Getting to grips with woodland management

A coppiced wood.
A coppiced wood.

SCORES of coppice woods throughout Sussex could look as good as this if only the owners would get to grips with management.

With the oak standards left as future money in the bank, and the hazel coppice cut every 10 years or less, these ancient woods look an absolute picture with the flowers out in spring.

This one around my home is managed by the Sussex Wildlife Trust and is on lease from the West Dean Estate.

It is only 40 acres but is amazingly rich with flowers and butterflies. All because it is managed properly. Managed that is, in the way it was intended 600 years ago when it was planted.

A gang of volunteer woodmen meet twice a week in winter and carry out the cutting. They sell the produce to garden centres and others and make about £4,000 a year. Of course their labour is free. The estate have over the past 38 years cropped and sold some of the oak timber, and then replanted the standards for the future.

About 300 species of wild flowers are out now, with a great sheet of bluebells. Bunches of primroses throughout the newly coppiced areas give the whole reserve a beaming presence.

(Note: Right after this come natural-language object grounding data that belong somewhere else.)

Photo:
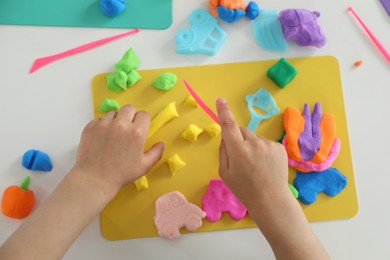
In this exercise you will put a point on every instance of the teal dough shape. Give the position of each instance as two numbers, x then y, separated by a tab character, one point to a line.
36	160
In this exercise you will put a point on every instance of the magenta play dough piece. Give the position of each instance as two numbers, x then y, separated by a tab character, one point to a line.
311	137
317	167
220	199
301	26
173	212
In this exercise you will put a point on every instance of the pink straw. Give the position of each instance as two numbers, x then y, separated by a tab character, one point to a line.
201	103
378	44
40	62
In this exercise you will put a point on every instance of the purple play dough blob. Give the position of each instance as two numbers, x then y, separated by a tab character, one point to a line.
310	139
301	26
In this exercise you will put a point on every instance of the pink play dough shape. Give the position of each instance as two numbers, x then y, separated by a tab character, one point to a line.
317	167
220	199
173	212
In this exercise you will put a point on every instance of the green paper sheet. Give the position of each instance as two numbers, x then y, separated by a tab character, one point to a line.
145	14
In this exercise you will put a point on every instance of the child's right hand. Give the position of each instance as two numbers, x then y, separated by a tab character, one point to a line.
254	168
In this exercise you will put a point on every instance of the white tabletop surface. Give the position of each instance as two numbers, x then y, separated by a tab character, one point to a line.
48	110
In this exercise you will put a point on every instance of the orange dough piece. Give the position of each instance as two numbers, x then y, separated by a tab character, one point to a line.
328	130
294	123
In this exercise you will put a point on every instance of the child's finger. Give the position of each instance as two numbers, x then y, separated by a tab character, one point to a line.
231	134
223	159
152	156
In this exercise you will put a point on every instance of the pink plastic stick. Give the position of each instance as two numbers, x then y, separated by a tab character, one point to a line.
201	103
378	44
40	62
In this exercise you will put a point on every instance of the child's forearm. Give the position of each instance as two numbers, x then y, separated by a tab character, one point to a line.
283	223
50	231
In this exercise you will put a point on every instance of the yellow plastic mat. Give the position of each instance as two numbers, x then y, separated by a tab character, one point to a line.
131	213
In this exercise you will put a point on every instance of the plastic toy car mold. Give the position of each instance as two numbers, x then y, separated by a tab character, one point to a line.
204	37
173	212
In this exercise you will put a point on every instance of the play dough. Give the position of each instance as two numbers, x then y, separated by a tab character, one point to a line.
17	202
168	113
282	72
301	26
204	37
165	81
175	164
191	133
109	105
112	7
268	32
190	101
213	129
220	199
36	160
173	212
309	184
312	137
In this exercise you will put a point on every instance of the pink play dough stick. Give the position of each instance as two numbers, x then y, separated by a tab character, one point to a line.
40	62
201	103
378	44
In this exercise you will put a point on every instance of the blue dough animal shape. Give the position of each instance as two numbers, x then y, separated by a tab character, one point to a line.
309	184
36	160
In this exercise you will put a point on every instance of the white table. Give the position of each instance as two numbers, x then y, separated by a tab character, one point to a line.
48	110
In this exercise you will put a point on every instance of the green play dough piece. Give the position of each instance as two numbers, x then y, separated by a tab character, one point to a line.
128	62
133	77
111	82
293	190
165	81
109	105
121	79
282	72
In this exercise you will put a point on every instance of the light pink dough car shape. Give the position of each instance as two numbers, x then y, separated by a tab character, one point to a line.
173	212
220	199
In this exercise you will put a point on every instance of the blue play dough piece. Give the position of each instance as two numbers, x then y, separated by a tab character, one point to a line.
229	15
112	7
36	160
204	37
309	184
252	10
264	100
268	31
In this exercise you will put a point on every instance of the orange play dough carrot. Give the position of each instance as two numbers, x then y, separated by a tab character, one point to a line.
17	201
294	124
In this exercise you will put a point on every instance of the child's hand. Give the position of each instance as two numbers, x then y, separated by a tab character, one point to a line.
254	168
111	150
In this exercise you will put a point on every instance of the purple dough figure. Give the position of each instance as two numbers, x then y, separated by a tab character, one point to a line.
301	26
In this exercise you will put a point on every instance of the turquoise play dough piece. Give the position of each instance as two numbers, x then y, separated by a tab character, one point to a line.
282	72
229	15
109	105
264	100
36	160
112	7
165	81
268	32
252	10
144	14
309	184
204	37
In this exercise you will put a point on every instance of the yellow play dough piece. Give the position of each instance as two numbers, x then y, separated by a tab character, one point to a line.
175	164
191	133
168	113
141	183
190	101
213	130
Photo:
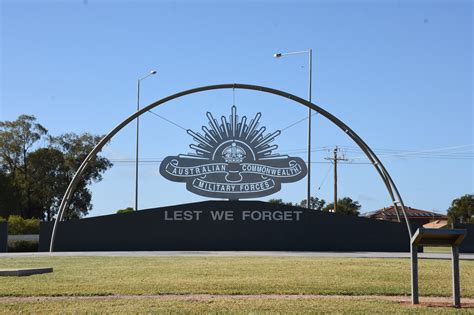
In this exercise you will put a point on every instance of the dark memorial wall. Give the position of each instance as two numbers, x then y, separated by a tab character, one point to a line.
227	225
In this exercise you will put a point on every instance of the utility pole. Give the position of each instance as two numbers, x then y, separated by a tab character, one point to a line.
334	159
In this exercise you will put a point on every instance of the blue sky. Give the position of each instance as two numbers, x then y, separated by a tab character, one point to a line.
398	72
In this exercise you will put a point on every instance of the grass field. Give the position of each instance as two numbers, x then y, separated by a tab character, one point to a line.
132	276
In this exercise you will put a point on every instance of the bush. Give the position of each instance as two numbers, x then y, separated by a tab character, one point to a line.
18	225
22	246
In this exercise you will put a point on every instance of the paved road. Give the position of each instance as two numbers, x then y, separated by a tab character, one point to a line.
241	253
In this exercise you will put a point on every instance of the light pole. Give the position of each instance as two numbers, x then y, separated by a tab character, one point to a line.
138	128
310	74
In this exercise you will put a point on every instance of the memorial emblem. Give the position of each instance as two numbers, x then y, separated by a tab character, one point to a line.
233	159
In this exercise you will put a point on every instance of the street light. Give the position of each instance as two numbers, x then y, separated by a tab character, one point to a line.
310	70
138	128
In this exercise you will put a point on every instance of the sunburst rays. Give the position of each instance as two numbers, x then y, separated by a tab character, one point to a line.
232	129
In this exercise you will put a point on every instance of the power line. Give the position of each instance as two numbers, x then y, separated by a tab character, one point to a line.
168	120
297	122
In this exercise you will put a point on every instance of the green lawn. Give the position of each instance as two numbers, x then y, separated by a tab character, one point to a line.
102	276
225	305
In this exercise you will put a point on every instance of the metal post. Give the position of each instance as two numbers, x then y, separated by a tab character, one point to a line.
310	56
414	274
136	150
138	128
456	290
335	180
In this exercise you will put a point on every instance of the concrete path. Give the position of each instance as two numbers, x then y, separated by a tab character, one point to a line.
240	253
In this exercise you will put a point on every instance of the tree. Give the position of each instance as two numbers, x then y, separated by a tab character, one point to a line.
280	202
345	206
48	181
9	198
75	149
462	209
314	203
17	138
33	180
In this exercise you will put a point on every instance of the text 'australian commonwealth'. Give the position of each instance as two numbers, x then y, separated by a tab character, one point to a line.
292	170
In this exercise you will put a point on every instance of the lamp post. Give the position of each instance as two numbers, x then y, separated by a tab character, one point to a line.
138	128
310	74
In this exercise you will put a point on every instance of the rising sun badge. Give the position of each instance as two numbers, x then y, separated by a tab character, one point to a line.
233	159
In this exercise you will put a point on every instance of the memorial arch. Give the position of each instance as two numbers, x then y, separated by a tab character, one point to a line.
377	164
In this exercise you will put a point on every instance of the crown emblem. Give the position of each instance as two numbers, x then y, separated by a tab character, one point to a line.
233	154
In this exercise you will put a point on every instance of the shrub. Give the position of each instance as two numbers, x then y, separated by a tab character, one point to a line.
22	246
18	225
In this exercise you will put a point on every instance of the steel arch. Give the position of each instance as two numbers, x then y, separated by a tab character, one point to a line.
385	176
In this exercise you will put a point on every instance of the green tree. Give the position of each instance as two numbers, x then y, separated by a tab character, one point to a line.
10	201
49	179
33	180
314	203
344	206
17	138
462	209
75	148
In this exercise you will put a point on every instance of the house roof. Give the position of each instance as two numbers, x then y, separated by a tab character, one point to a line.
437	224
412	213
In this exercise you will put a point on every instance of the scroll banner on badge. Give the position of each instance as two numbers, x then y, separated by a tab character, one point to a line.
288	169
212	187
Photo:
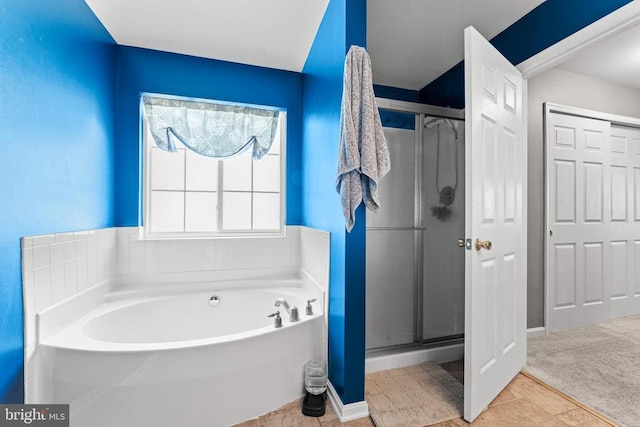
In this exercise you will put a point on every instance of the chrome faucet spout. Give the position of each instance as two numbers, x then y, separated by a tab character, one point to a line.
283	302
292	311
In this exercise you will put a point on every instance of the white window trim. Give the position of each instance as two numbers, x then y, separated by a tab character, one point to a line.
146	146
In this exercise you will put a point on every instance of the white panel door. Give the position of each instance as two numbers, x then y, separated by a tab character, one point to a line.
495	282
625	221
579	211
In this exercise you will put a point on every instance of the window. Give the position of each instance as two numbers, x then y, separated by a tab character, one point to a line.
190	194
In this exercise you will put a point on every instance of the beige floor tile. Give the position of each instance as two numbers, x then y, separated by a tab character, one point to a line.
251	423
580	417
503	397
456	422
541	396
329	414
291	417
360	422
519	412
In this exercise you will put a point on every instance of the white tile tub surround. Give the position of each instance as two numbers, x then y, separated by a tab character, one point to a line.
139	258
57	267
314	251
61	272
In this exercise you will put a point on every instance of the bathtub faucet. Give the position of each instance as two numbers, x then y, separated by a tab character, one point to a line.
293	311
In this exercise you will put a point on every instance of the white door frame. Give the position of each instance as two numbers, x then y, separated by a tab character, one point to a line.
620	20
550	108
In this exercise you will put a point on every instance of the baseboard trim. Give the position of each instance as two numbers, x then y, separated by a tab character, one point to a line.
536	332
348	412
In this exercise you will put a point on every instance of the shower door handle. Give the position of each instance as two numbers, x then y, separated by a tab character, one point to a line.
483	245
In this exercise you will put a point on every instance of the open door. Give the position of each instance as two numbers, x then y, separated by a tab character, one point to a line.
495	261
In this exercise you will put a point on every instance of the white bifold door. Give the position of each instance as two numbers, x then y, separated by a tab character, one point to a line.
578	277
495	262
593	221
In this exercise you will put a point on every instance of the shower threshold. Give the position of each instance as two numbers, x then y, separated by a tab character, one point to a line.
441	350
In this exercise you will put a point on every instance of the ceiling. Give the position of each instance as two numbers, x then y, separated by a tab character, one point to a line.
411	42
273	33
615	59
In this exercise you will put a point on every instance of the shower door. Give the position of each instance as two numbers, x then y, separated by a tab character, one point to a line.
392	248
443	260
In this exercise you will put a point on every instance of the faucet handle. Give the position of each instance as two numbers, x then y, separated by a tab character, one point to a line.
308	308
293	316
277	321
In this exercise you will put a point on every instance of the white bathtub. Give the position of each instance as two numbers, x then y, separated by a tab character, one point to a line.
174	360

In early May this year the first of the early purple orchids were blooming that deep purple mass of flowers on their tall fleshy stalks. By late May they will be replace by the pale lilac flowers of spotted orchids especially in the grassy trackways.

I have recorded 12 species of wild orchid in this 40 acre patch, which half the Sussex list. These include fly orchid, birdsnest orchid, greater butterfly and broad-leaved heleborine.

That very rare fern the adders’ tongue keeps going every year with a dozen plants covering a couple of square metres.

I have recorded the numbers and species of breeding birds for the past 40 years and find that about 120 pairs of various birds breed covering about 45 different species. Nuthatch, marsh tit, cole tit, nightjar, hobby, cuckoo, tree pipit have all found a niche in this small reserve.

As for wild bees, wasps, flies, beetles: there are about 600 species. And the moth population is about 300 species.

All this gives a brilliant biodiverse bank account for the future. Every other year we have an open day for the public and plan one for next year so do look out for that.

Meanwhile, if you have a patch of old coppice woodland doing nothing when it ought to be at work growing crops of wildlife for future generations, do think about starting management. The firewood alone is valuable. The pleasure from seeing crops of butterflies and wild flowers growing at your command is beyond value alone.